Taking Your GMAT Score to the Next Level
The process of putting together a study plan for tackling the GMAT can be a daunting one. First, there are a myriad of different resources. Second, it’s tough to predict how much time will be required. Third, there’s no way to know if your plan is actually going to help you succeed until you get deep into it (and realize that you may have made some ineffective choices along the way).
After putting together a reasonable plan and studying for some appreciable amount of time, the nightmare situation happens: you’re STUCK at a particular score level! Maybe it’s the 500s, maybe it’s the low-to-mid 600s, but you can’t seem to get past it. So now what?
The above situation is arguably the most common problem to strike GMAT test takers during their studies. Thankfully, the solution isn’t that hard to come by, but some serious adjustments must be made.
1) Acknowledge that what you’ve done so far has not gotten you to your goal. Continuing to approach the GMAT in the same way is NOT going to magically fix your problem. Investing in new materials and lessons, and putting in the necessary practice to change how you approach the GMAT, is what’s required.
2) The little areas that you “cheat” on (or skip altogether) during practice are costing you BIG when you take the GMAT. The “reality” of test day should not be ignored. For example, the GMAT requires you to face the Essay and IR sections, so you should include those sections when you take your practice CAT tests.
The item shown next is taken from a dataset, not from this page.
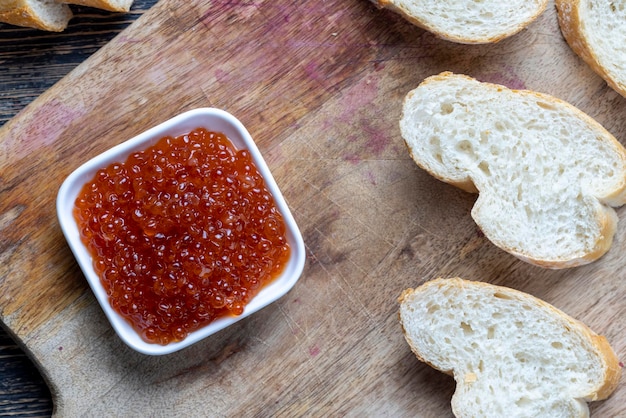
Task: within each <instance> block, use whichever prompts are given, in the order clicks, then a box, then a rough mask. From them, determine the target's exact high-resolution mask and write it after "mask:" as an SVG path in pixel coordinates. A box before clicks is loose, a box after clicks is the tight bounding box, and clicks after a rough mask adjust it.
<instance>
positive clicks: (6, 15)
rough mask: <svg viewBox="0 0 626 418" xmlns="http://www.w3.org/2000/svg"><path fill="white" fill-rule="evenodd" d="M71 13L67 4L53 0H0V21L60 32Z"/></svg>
mask: <svg viewBox="0 0 626 418" xmlns="http://www.w3.org/2000/svg"><path fill="white" fill-rule="evenodd" d="M72 16H73V14H72V11H71V10H70V8H69V6H68V5H66V4H61V3H57V2H56V1H54V0H0V22H3V23H9V24H11V25H16V26H22V27H27V28H34V29H40V30H46V31H50V32H62V31H63V30H64V29H65V28H66V27H67V24H68V22H69V21H70V19H71V18H72Z"/></svg>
Think about all of the little details that will occur on your test day and do your best to mimic them during practice.
3) YOU are likely causing your pacing problem. Maybe you keep rereading and rereading and rereading prompts. Maybe you don’t take enough notes. Maybe you’re trying to solve a problem the “long” way when faster, more efficient methods are available.
4) Mental acuity is tied to physical well-being. If you have trouble focusing or you lose your will at the end of the Verbal section (and think “I just want this test to be over”), then your problem might actually be physical.